Musings

More AdS/QGP

As you can probably tell, I’m really rather enamoured of the application of AdS/CFT technology to study the properties of the quark-gluon plasma at RHIC (I, II, III). A lot of nuclear physicists (who are used to making various crude approximations in attempting to describe nuclear dynamics) are also quite excited.

In the AdS/CFT approach, one replaces finite-temperature QCD (in a strongly-coupled plasma phase) with some other (usually supersymmetric) gauge theory which, unlike QCD, is controlled by a nontrivial UV fixed point. So the microscopic degrees of freedom in the plasma are rather different from those of QCD. Moreover, calculations are done at large-$N_c$ and large $\lambda=g^2 N_c$ limit, whereas we are really interested in $N_c=3$, $\lambda\sim 20$. Still, if we are interested in hydrodynamic and finite-temperature transport properties, the precise microscopic degrees of freedom may not matter too much. And one can astutely study ratios of quantities in which one might expect the number of microscopic degrees of freedom to drop out. Moreover, one can test the robustness of the result by computing in different theories ($\mathcal{N}=4,\, \mathcal{N}=2^*,\dots$).

Still, one might be sceptical of the whole approach, were there some other approach to calculating transport coefficients in a strongly-coupled quark-gluon plasma. Unfortunately, for these purposes, AdS/CFT is the only game in town.

A plot of $f(v,\theta)$, showing both the mild dependence on $v$ and on $\theta$. The upper curve is for $\theta=\pi/2$; the lower curve is for $\theta=0$, with the behaviour for general $\theta$ interpolating between the two.

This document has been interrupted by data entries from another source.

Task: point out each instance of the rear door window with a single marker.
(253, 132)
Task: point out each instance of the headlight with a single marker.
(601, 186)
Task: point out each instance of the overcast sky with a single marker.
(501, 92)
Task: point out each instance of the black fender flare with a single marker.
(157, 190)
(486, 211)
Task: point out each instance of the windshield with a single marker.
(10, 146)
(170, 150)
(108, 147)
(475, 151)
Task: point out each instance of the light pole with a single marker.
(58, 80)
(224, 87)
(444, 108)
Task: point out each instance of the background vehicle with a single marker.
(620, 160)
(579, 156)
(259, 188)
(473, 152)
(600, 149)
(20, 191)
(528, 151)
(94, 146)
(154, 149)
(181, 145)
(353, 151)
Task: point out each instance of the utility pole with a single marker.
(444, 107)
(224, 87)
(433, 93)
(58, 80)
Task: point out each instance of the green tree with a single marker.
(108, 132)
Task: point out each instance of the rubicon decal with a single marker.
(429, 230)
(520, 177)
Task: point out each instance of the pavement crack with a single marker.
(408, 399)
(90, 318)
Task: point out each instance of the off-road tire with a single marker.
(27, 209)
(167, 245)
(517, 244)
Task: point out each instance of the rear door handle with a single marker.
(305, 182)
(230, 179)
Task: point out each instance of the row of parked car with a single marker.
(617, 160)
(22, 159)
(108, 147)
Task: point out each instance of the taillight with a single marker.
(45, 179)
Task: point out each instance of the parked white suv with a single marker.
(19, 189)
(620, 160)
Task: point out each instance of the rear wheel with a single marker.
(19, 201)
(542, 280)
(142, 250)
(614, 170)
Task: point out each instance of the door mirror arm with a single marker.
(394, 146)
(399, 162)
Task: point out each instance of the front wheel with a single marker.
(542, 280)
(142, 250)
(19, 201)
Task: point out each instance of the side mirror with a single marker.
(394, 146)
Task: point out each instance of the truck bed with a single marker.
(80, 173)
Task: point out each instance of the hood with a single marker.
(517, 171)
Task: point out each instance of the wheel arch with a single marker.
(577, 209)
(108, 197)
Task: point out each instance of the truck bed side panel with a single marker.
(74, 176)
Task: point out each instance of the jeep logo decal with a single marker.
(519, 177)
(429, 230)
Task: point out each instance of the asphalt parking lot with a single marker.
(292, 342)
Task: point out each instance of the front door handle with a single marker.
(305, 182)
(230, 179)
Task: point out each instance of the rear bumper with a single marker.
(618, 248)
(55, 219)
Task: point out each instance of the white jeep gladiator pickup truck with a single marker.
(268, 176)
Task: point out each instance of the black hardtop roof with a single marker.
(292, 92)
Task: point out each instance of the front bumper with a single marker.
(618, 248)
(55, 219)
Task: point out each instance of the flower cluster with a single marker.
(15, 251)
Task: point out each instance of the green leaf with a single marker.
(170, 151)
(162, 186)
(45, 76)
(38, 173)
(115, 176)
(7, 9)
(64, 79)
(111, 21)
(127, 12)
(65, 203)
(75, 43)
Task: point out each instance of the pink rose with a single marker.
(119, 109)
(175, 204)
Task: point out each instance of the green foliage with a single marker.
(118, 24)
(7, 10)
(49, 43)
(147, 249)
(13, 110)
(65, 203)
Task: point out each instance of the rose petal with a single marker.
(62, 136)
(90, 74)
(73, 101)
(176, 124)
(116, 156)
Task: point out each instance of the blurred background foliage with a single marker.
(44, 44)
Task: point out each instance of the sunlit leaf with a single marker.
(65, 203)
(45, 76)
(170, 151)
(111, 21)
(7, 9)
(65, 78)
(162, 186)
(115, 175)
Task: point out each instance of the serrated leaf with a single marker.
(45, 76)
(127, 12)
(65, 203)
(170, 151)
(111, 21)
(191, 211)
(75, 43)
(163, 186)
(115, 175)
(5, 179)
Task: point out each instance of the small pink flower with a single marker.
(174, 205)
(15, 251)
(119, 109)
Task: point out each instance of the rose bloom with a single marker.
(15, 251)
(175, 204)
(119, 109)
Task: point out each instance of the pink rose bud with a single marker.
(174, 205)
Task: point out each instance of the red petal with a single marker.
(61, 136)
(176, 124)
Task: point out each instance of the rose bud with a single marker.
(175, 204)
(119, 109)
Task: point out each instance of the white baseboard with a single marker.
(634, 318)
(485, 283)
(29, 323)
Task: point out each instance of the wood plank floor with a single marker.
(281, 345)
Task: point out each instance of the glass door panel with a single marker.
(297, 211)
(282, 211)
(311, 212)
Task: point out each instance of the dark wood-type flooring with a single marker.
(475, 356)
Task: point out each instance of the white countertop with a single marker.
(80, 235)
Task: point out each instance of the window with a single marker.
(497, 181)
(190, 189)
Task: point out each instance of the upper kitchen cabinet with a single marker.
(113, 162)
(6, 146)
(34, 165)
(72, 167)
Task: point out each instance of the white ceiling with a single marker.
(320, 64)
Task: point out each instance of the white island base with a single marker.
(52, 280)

With that preamble, I thought I’d point to some of the latest interesting results in the subject. One important effect observed at RHIC is the suppression of J/Ψ production. The intuitive picture is that, when $c\overline{c}$ pair is produced in the collision, instead of forming a $c\overline{c}$ bound state, the potential between them is screened and, instead, they tend to form charmed mesons. The static heavy-quark potential is well-understood from lattice studies. And so are the corrections due to finite-temperature effects.

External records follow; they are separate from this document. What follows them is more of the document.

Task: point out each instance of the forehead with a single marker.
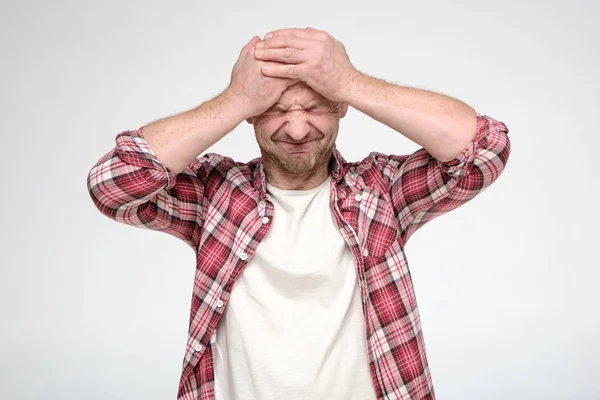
(299, 93)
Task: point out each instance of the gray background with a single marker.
(507, 284)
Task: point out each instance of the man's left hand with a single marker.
(310, 55)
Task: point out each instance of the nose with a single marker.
(297, 126)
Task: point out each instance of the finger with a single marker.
(277, 70)
(255, 39)
(286, 41)
(304, 33)
(287, 55)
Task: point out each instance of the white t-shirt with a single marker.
(294, 327)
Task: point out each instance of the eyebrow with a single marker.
(315, 102)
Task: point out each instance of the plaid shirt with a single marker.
(219, 207)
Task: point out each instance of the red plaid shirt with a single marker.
(220, 208)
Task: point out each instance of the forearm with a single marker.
(442, 125)
(177, 140)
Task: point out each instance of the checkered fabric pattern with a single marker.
(219, 207)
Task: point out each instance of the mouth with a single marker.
(298, 148)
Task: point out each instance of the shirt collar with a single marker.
(337, 167)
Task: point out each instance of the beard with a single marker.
(301, 163)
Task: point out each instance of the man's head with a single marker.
(297, 134)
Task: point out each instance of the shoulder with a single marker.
(218, 165)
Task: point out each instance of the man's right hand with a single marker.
(249, 85)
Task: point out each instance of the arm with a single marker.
(152, 179)
(442, 125)
(463, 152)
(141, 181)
(422, 188)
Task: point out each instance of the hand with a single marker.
(309, 55)
(256, 91)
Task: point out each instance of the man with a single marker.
(302, 289)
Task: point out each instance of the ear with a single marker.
(343, 110)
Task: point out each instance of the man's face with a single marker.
(297, 134)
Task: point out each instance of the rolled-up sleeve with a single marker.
(422, 188)
(130, 185)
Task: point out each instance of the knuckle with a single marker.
(322, 36)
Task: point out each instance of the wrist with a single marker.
(351, 87)
(232, 105)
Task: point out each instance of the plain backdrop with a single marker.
(507, 285)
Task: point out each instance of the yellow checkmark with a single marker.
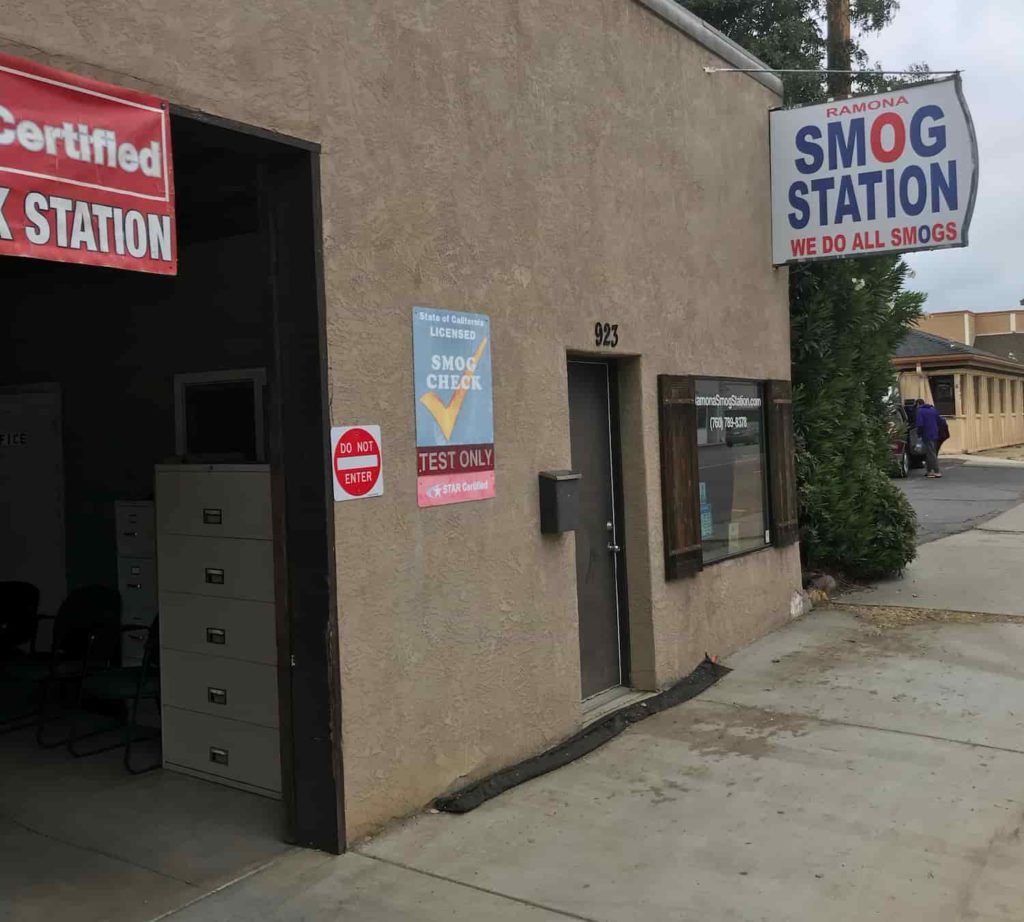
(445, 415)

Unfortunately, the lattice calculations don’t tell the whole story, as they apply to static quarks, whereas the $c\overline{c}$ pairs at RHIC are produced with significant velocity, relative to the plasma. Experimentally, this appears to be important. So it’s interesting to study the velocity dependence of the screening length theoretically. Which is where AdS/CFT comes in.

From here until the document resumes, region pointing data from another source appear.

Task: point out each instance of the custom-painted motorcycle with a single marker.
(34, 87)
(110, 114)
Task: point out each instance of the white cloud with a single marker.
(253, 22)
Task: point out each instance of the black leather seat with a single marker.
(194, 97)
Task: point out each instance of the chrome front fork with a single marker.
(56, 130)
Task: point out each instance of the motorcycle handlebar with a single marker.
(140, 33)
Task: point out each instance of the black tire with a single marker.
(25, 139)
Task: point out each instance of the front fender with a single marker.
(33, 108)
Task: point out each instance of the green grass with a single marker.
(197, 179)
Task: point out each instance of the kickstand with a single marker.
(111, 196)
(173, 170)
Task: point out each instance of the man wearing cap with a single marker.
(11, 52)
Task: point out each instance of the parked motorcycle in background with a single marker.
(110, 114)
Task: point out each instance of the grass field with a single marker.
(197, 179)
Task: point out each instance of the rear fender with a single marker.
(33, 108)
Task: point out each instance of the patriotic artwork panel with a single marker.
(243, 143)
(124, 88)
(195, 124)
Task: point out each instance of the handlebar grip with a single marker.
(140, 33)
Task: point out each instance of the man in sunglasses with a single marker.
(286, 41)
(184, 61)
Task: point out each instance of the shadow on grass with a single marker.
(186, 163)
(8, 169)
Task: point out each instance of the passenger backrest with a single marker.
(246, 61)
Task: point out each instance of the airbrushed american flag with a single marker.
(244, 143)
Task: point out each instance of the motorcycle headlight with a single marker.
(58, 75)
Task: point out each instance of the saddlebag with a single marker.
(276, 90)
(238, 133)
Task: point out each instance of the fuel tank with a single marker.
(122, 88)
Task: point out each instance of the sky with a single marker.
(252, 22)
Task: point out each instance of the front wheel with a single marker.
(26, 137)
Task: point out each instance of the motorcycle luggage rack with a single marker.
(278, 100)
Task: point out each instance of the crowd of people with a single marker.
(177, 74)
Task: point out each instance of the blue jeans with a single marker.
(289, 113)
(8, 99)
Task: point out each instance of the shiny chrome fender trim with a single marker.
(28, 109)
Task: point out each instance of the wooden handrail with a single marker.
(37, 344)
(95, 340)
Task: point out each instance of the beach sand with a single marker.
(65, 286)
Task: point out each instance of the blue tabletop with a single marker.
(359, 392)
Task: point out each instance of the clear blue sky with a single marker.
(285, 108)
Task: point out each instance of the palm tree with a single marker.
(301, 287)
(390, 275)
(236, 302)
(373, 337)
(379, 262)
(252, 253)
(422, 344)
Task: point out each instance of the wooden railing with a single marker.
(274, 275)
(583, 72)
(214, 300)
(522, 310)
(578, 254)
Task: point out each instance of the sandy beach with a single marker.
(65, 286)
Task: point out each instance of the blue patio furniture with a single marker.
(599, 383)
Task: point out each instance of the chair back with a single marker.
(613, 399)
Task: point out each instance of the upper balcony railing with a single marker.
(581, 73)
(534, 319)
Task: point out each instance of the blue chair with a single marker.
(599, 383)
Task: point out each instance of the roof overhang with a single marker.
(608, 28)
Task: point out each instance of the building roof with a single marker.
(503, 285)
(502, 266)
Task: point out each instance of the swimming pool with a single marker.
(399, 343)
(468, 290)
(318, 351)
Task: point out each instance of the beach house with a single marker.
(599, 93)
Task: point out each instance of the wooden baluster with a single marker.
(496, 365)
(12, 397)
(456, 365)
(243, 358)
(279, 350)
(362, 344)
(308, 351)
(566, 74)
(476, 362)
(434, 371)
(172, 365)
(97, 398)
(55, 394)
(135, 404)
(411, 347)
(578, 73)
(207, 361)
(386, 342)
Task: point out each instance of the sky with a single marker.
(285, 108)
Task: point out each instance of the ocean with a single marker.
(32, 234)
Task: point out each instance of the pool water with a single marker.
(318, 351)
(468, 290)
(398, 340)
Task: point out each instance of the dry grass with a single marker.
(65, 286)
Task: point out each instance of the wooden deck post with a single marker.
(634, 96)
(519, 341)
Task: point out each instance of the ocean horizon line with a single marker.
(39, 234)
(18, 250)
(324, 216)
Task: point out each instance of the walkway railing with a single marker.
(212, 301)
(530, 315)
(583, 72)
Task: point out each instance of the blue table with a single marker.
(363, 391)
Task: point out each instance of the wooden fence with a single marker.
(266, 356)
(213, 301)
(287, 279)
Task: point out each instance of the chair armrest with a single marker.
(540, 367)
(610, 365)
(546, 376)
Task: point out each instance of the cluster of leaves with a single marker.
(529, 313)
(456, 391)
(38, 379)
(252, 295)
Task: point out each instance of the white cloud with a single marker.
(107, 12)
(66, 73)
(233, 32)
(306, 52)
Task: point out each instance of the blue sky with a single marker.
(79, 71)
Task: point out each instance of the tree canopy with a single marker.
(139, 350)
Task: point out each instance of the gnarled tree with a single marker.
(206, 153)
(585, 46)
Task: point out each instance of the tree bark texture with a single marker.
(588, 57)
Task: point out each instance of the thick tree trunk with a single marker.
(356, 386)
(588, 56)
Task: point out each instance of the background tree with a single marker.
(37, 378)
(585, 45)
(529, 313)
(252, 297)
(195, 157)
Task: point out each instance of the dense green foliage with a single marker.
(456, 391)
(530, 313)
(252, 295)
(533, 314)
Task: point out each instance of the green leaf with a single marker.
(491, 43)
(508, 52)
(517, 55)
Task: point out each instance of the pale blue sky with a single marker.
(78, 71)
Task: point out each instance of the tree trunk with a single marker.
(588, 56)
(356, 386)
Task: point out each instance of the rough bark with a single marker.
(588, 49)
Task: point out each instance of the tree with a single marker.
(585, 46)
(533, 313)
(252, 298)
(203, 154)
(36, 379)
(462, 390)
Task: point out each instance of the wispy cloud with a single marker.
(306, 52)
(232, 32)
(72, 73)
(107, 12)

Liu, Rajagopol and Wiedemann studied the problem in the $\mathcal{N}=4$ theory, where they obtained $$L_s(v,T) = \frac{f(v,\theta)}{\pi T} (1-v^2)^{1/4}$$ where $f(v,\theta)$ is a function that depends very mildly on the velocity of the $q\overline{q}$ dipole relative to the plasma and on its orientation, $\theta$, relative to its velocity.

$L_s(0,T)$ is off by about a factor of 2 from the lattice QCD results ($L_s\sim 0.5/T$ for 2 flavours of light quarks, and $L_s\sim 0.7/T$ without dynamical quarks). But that’s not an unexpected discrepancy, given the arguments above. What’s important (and, one hopes, more robust) is the velocity dependence $$L_s(v,T) \sim L_s(0,T) (1-v^2)^\xi$$ where, for the $\mathcal{N}=4$ theory, one has $\xi=1/4$.

Càceres, Natsuume and Okamura studied a series of other backgrounds, and argue that $\xi=1/4$ for conformal theories but that, systematically, $\xi\lt 1/4$ for non-conformal theories, like the Klebanov-Tseytlin cascade. Based on their examples, they conjecture a formula $$\xi = \tfrac{1}{4}- \tfrac{3}{16}\left(1-3c_s^2\right)$$ relating the exponent to the sound speed in the plasma. If such a relation holds, one would obtain $\xi\sim 0.22$ for the quark gluon plasma at RHIC.